Nick Sumner said:
Piper106 said:
I also wonder what sort of speed and altitude could have been gotten out of a Canadian built Lancaster or extended wing Lancaster (aka Lincoln) using the same nacelles as the XB-38 with turbocharged intercooled (gasp!) Allison (heresy!! sacrilege!!!) engines.
The thing of it is though, both the Brits and the Germans found that increasing boost through supercharging got results as good as turbocharging without the bulk of the plumbing, that's why the British effort in turbocharging never really got going and the Germans cancelled most of their turbocharged engines (DB621-626 and 629 and several variants of the BMW 801 and 802) in late '42.
True as far as it goes. But there is more to it. A real engineer could probably explain this better. But here is what I have read.
First, fuel chemistry and metallurgy were the keys to successful turbocharging. Only the US had both.
The US and, as a result, Britain had very high performance fuel that made highly supercharged, relatively small displacement engines like the Merlin practical by limiting charge detonation. The Germans had neither the fuel quality nor quantities to use the same design approach. So Daimler-Benz used larger displacement engines with less extreme, continuously variable supercharger drives. Both BMW and Daimler-Benz limited detonation by adopting direct fuel injection and by using methanol-water injection when running high-supercharger ratios. For high-altitude performance, they injected nitrous oxide, which works as both an antidetonant and a supplementary oxygen source.
Successful turbocharging depended on access to alloys that could stand up to the high-exhaust temperatures. The Germans were actually very successful when turbocharging diesels for high-altitude--diesel exhaust is relatively cool. But they were never able to find the right alloys for gasoline. As a result, BMW, which did in fact persist with turbocharging for high altitude performance, never produced a successful high-altitude engine. Britain likewise failed to produce successful turbocharged engines until the mechanical superchargers were well established. In the US, Sam Heron more or less accidentally discovered that the Vitallium alloy used in his dentures had the temperature and wear resistance for use in turbine blades and could be cast precisely (Vitallium is a close relative of Stellite, used in valve seats). When combined with American fuel, this breakthrough made turbochargers practical.
Secondly, turbocharging (at least in theory) met requirements peculiar to the US, which made the US more willing to deal with related problems than Europeans were.
For the US, long range and thus fuel economy were greater concerns than they were for the European powers. The turbocharger had theoretical advantages in this respect. A mechanically supercharged engine burns a lot of fuel just to drive the supercharger and blows a lot of usable energy out the exhaust stacks. A turbocharged engine drives the supercharger using that otherwise wasted energy.
The US was also concerned with rapidity of production and with wide applicability of products than Europeans were. A highly supercharged engine with a mechanical supercharger was a complicated, specialized machine that required a lot of development time and a fairly narrow range of applications.
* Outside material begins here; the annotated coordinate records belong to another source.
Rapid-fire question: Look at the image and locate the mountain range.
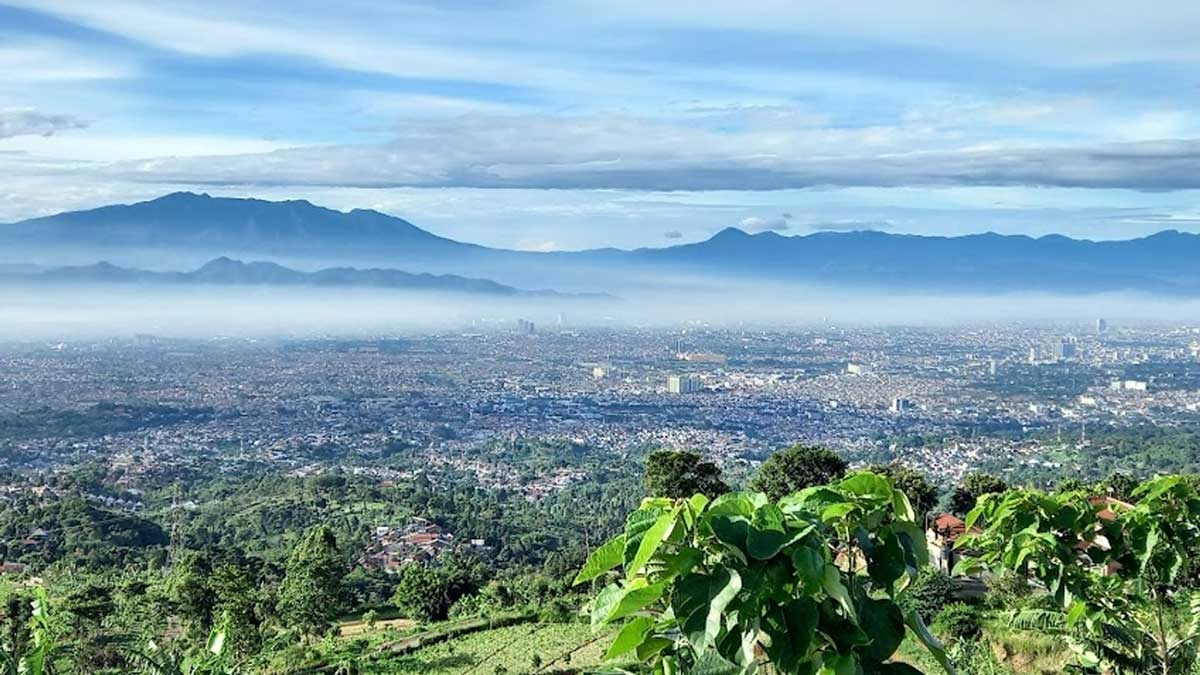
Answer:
[0,192,1200,295]
[0,257,613,299]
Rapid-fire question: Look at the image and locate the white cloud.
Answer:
[72,109,1200,191]
[738,216,792,232]
[0,108,88,139]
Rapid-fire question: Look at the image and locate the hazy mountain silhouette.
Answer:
[7,192,1200,294]
[9,257,612,299]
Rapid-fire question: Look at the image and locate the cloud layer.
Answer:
[104,115,1200,192]
[0,109,88,138]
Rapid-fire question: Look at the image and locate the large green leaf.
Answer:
[671,568,742,651]
[574,534,625,586]
[818,652,858,675]
[821,563,854,617]
[904,609,955,675]
[592,584,665,627]
[864,662,924,675]
[746,504,792,560]
[604,616,654,659]
[688,649,754,675]
[625,508,679,578]
[858,598,904,663]
[791,546,826,596]
[866,530,908,590]
[624,507,668,574]
[762,598,820,673]
[708,515,750,551]
[661,546,704,579]
[838,471,893,502]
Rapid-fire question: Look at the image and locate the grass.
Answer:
[337,619,416,638]
[362,623,612,675]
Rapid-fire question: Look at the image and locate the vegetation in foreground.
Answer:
[7,448,1200,675]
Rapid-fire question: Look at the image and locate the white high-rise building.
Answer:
[667,375,701,394]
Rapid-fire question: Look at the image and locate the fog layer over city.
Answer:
[0,283,1200,341]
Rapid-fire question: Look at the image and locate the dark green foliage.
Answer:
[575,472,947,674]
[866,462,937,522]
[278,526,346,635]
[932,603,983,640]
[391,563,487,622]
[950,471,1008,515]
[643,450,730,500]
[901,567,954,623]
[1097,471,1138,502]
[750,446,848,501]
[956,476,1200,674]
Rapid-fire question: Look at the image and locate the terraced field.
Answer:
[362,623,612,675]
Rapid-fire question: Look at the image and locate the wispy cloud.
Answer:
[96,109,1200,191]
[0,108,88,138]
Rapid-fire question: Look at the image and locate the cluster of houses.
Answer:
[925,495,1133,596]
[359,518,492,572]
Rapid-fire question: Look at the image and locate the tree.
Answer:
[170,551,217,635]
[278,525,346,635]
[950,471,1008,515]
[750,444,847,501]
[391,565,479,622]
[1099,471,1138,502]
[644,450,730,500]
[901,567,954,622]
[575,472,952,675]
[362,609,379,631]
[866,461,937,521]
[955,476,1200,675]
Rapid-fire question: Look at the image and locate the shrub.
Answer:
[575,472,947,675]
[900,567,954,622]
[934,603,980,640]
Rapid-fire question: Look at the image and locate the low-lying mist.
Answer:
[0,282,1200,341]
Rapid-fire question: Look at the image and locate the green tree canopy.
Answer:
[575,472,949,675]
[950,471,1008,515]
[955,476,1200,675]
[866,461,937,520]
[643,450,730,500]
[750,444,847,501]
[278,525,346,635]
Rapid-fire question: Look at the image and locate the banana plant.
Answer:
[575,472,953,675]
[125,617,235,675]
[7,587,71,675]
[955,476,1200,675]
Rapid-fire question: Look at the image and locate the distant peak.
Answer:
[151,190,212,202]
[200,256,245,269]
[709,227,750,241]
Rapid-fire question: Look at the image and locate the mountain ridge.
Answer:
[7,192,1200,295]
[0,257,616,299]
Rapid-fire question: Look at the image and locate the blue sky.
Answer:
[0,0,1200,249]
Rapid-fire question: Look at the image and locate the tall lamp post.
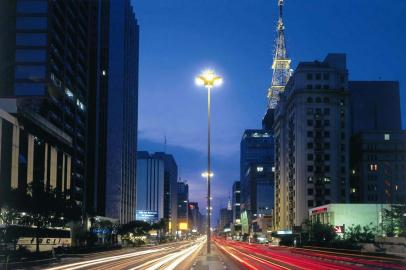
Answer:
[195,70,223,254]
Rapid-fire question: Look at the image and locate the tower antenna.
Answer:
[268,0,291,109]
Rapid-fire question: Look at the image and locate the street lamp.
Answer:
[195,70,223,254]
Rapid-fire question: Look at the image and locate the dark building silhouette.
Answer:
[240,129,274,223]
[348,81,401,134]
[86,0,139,223]
[152,152,178,233]
[0,0,90,206]
[350,130,406,204]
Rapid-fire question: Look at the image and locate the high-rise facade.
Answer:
[274,54,350,230]
[0,109,71,199]
[350,132,406,204]
[152,152,178,233]
[232,181,241,226]
[0,0,90,206]
[135,151,165,222]
[86,0,139,223]
[348,81,401,134]
[177,182,189,229]
[240,129,274,219]
[219,208,233,232]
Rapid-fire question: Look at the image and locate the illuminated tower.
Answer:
[268,0,291,109]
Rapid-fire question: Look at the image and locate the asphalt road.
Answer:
[33,237,206,270]
[214,238,406,270]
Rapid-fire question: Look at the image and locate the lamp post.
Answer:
[195,70,223,254]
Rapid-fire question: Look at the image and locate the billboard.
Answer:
[135,210,158,222]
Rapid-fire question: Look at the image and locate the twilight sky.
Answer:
[132,0,406,225]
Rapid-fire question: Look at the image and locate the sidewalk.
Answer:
[191,242,241,270]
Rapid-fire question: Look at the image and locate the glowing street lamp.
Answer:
[195,70,223,254]
[202,172,214,179]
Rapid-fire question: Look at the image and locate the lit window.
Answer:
[65,88,73,97]
[369,164,378,172]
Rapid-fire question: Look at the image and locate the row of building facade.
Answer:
[0,0,201,235]
[221,54,406,239]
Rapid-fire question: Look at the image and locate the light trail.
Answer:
[46,248,165,270]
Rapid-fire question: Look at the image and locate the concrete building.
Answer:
[86,0,139,223]
[348,81,401,134]
[135,151,165,222]
[309,203,390,234]
[152,152,178,234]
[0,109,72,198]
[177,182,190,231]
[232,181,241,232]
[0,0,90,206]
[240,129,274,221]
[188,202,200,232]
[274,54,350,230]
[350,131,406,204]
[218,208,233,233]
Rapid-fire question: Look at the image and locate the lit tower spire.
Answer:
[268,0,291,109]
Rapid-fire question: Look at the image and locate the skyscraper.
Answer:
[240,129,274,226]
[177,182,189,230]
[135,151,165,222]
[274,54,350,230]
[350,130,406,204]
[262,0,292,131]
[0,0,90,206]
[152,152,178,233]
[232,181,241,225]
[348,81,401,134]
[86,0,139,223]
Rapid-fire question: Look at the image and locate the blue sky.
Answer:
[133,0,406,224]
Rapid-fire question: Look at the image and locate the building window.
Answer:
[16,17,47,30]
[16,33,47,46]
[16,49,46,62]
[369,164,378,172]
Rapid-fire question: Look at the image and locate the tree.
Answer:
[382,204,406,237]
[345,222,376,243]
[309,221,337,244]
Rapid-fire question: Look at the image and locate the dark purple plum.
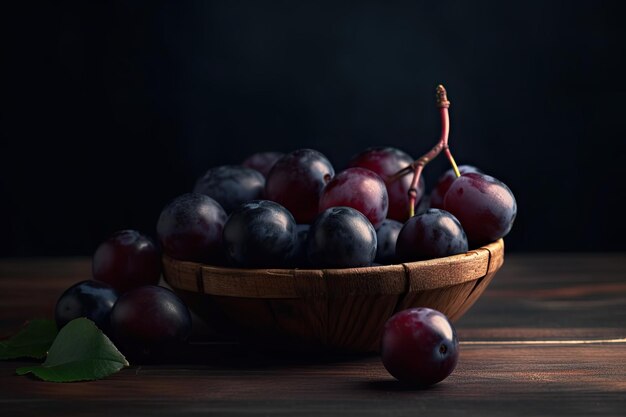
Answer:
[430,165,482,209]
[223,200,297,268]
[319,167,389,229]
[92,230,161,293]
[157,193,227,264]
[265,149,335,224]
[381,307,459,386]
[375,219,403,265]
[193,165,265,213]
[289,224,311,268]
[242,151,285,177]
[307,207,376,268]
[111,285,191,355]
[54,280,118,334]
[396,209,468,262]
[444,173,517,247]
[348,147,426,222]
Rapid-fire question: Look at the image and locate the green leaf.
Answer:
[17,318,129,382]
[0,320,58,359]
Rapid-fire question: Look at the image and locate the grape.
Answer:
[224,200,297,268]
[348,147,426,222]
[92,230,161,293]
[430,165,482,209]
[157,193,226,263]
[443,173,517,247]
[54,280,118,334]
[396,209,468,262]
[319,167,389,229]
[381,307,459,386]
[193,165,265,213]
[375,219,403,265]
[111,285,191,354]
[265,149,335,224]
[307,207,376,268]
[242,152,285,177]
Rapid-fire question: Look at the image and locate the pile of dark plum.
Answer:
[157,147,517,268]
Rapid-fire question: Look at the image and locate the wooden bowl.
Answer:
[163,239,504,353]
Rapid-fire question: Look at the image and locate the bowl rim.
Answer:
[162,239,504,299]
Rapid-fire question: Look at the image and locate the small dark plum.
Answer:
[375,219,403,265]
[381,307,459,386]
[307,207,377,268]
[444,172,517,247]
[319,167,389,229]
[223,200,297,268]
[348,146,426,222]
[92,230,161,293]
[396,209,468,262]
[193,165,265,213]
[264,149,335,224]
[430,165,482,209]
[289,224,311,268]
[111,285,191,355]
[242,151,285,177]
[54,280,118,334]
[157,193,227,264]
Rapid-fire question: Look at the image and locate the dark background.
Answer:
[0,0,626,256]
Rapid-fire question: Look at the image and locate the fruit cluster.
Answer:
[157,86,517,268]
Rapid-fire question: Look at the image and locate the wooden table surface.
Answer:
[0,254,626,417]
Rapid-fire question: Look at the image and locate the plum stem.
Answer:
[389,84,461,217]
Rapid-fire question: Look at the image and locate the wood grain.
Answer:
[0,250,626,417]
[163,240,504,353]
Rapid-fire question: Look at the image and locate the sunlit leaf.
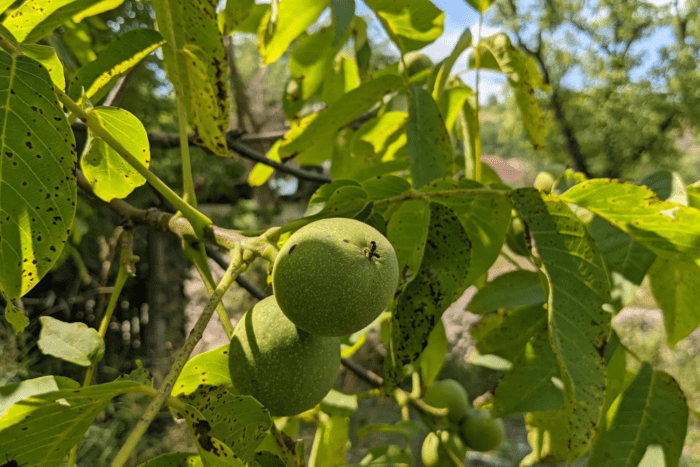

US users expected a single engine to be built in huge numbers and then adapted for various applications, from high-speed fighters to long-range stratospheric bombers and large transports. The only major producer of liquid-cooled engines, Allison, never favored the highly integrated Rolls-Royce approach for this reason. Allisons were built for "bolt-on" superchargers, either turbochargers or Allison's hydromechanical external supercharger. The other manufacturers produced air-cooled radials of the kind favored by airlines. They obtained the required base power by increasing displacement and maintained altitude performance, when required, with turbocharging. When occasional high-power levels were needed, US manufacturers controlled detonation with lots of ADI (Anti Detonant Injection--alcohol and water), richer mixtures, and highly leaded high-quality fuel.
In short, requirements drive implementation in engineering. So different solutions suggest different problems, even when the issues are superficially similar.